French Media Savage Les Bleus After Spain's 2-0 World Cup Semi-Final Demolition

2 hours ago·2 min

France's World Cup dream is over after a limp 2-0 defeat to Spain in the semi-final in Dallas, and the French press wasted no time delivering a withering verdict on Didier Deschamps' side.

L'Equipe's brutal verdicts

L'Equipe led their coverage with a photograph of a dejected Kylian Mbappe beneath the headline "Fallen star," declaring the team "powerless" against Spain. Their player ratings were equally unforgiving — not a single France player earned above 5/10.

Lucas Digne bore the harshest judgement, receiving 2/10 after conceding the penalty that opened the scoring. Ousmane Dembele and Michael Olise were handed the same score for their anonymous performances in attack. Mbappe himself was awarded just 3/10 — as was Deschamps, who will take charge of his final game as France manager in Saturday's third-place play-off.

A chorus of disappointment across the French press

Le Parisien described the result as a "rude awakening," noting that France "never found the key to break down the Spanish Armada." Le Figaro concluded that Spain "taught France a lesson," while Ouest France mourned the "end of the American dream." Corse Martin reached for the Spanish word for disappointment on their front page, adding that Deschamps' men were simply "outclassed."

Every major French newspaper chose the same image for their front page: a crestfallen Mbappe.

How the match unfolded

Mikel Oyarzabal converted a first-half penalty to break the deadlock, and Pedro Porro added a second-half strike to seal the victory for the European champions. France's much-anticipated attacking quartet never found their rhythm throughout the evening.

Players and coach react

Midfielder Rayan Cherki was candid in his post-match assessment, placing responsibility firmly on the squad itself.

"It's a huge disappointment, huge because today we lost to ourselves. We didn't lose to the referee, we didn't lose to Spain, we lost to ourselves. Here, you all know, we all know we were a force to be reckoned with.

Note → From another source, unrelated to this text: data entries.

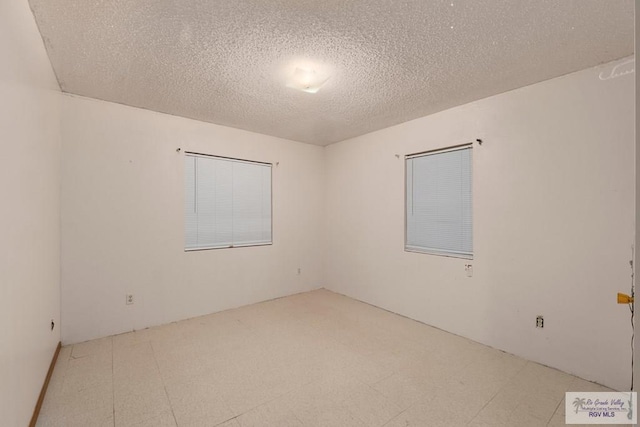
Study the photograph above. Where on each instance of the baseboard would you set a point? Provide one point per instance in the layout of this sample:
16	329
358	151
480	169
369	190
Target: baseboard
36	411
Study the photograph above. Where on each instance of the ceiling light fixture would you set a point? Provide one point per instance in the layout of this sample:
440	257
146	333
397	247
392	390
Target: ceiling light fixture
306	80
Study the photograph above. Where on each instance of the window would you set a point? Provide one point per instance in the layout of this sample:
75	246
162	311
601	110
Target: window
439	202
227	202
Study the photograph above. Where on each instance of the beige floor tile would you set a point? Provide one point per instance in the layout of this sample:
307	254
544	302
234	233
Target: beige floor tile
92	418
371	407
195	402
138	402
273	414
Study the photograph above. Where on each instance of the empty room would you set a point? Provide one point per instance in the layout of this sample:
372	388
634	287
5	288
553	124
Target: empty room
304	213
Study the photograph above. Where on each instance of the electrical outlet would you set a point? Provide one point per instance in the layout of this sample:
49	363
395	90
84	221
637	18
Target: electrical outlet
468	268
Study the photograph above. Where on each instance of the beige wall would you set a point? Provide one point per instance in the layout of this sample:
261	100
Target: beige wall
29	213
123	226
553	223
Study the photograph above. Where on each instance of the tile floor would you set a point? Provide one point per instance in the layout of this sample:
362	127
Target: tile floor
313	359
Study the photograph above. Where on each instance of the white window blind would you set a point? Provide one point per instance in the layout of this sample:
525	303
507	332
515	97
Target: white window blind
227	202
439	203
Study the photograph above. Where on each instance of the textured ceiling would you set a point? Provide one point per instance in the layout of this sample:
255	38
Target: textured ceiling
388	61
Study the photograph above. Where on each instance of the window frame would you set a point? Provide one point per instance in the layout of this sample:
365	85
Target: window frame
232	159
444	253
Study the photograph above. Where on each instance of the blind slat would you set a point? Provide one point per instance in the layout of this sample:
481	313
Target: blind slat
226	202
439	203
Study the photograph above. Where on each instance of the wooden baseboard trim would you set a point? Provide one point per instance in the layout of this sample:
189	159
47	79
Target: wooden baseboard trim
36	411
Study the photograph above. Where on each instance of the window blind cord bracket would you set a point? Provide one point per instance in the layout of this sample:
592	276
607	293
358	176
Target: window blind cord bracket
632	310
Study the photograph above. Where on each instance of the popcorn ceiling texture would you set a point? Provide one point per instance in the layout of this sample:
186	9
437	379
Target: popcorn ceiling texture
389	61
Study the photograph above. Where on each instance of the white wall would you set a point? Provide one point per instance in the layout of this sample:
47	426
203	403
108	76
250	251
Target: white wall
554	220
123	226
29	213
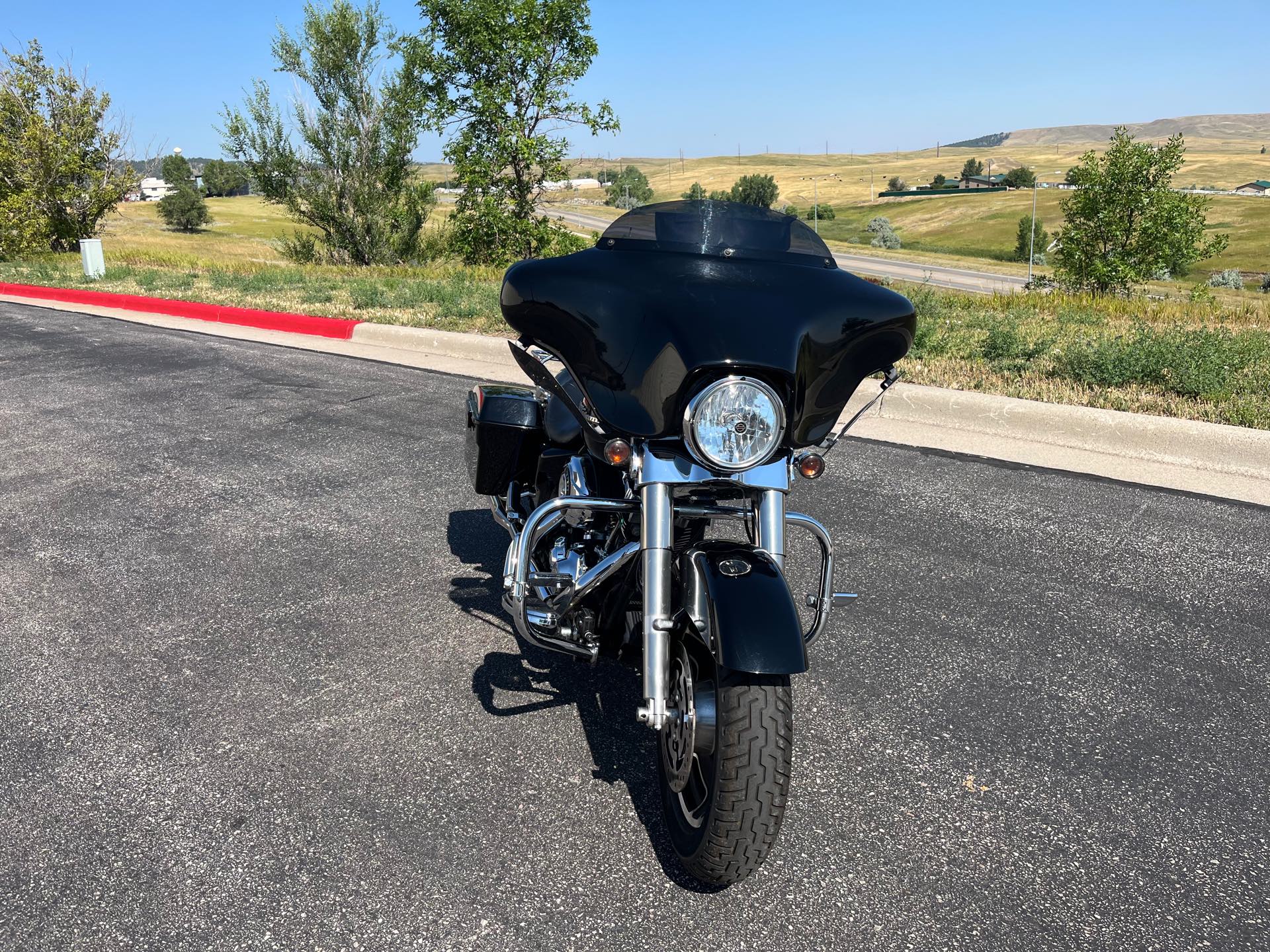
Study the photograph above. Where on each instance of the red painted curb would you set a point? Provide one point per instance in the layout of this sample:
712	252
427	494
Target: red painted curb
337	328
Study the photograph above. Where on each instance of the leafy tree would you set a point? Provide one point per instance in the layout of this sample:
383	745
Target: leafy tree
349	175
175	171
1023	177
222	178
63	165
185	210
755	190
630	190
1025	243
503	71
1124	221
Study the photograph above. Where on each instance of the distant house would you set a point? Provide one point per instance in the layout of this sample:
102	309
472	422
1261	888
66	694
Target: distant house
1254	188
153	190
984	182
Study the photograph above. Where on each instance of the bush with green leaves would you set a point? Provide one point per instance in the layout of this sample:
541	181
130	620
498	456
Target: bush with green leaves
630	190
1230	278
755	190
886	238
185	208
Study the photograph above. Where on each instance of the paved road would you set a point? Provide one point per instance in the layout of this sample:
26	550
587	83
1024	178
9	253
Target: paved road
916	272
255	691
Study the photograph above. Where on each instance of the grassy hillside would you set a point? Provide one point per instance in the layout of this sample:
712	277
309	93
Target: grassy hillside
973	230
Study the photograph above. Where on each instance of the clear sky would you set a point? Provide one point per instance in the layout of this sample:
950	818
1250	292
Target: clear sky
709	77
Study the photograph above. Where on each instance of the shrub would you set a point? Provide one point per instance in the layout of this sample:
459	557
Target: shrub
1230	278
755	190
185	210
886	239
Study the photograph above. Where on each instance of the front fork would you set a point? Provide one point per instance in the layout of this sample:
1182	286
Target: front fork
657	554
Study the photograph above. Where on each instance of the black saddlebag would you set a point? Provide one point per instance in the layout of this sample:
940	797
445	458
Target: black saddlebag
505	437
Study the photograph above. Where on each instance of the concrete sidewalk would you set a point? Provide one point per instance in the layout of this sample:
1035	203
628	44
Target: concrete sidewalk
1214	460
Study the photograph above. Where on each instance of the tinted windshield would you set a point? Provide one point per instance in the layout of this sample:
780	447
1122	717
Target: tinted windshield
724	229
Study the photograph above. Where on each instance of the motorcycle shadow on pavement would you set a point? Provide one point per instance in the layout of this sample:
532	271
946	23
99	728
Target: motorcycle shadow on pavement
605	696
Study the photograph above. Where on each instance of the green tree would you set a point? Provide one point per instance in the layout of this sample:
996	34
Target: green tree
503	73
349	175
222	178
755	190
1024	243
1124	222
175	171
1023	177
630	190
185	208
63	167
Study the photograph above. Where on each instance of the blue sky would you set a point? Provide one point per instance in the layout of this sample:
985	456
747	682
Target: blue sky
710	77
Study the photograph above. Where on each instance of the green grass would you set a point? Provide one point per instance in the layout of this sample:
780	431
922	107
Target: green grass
1203	360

The only team capable of eliminating us was ourselves, and today that's exactly what happened."

Deschamps acknowledged his side fell short of their own standards while pointing to key absences that complicated his options.

"The Spanish team is a strong one. It is tough and proved their skills today. We were below our standard, we committed more technical flaws than before. And even though I believed the entire team would recover, they did not. I have really skilled and top-notch players on the bench, but William Saliba got injured, Adrien Rabiot was at risk because of the yellow card. It is mainly due to that — and we know the skills of the Spanish team. And to hope for victory, we should have been at our maximum and given it all and we did not, unfortunately."

France will face the third-place play-off on Saturday before Deschamps brings his long tenure as national team manager to a close.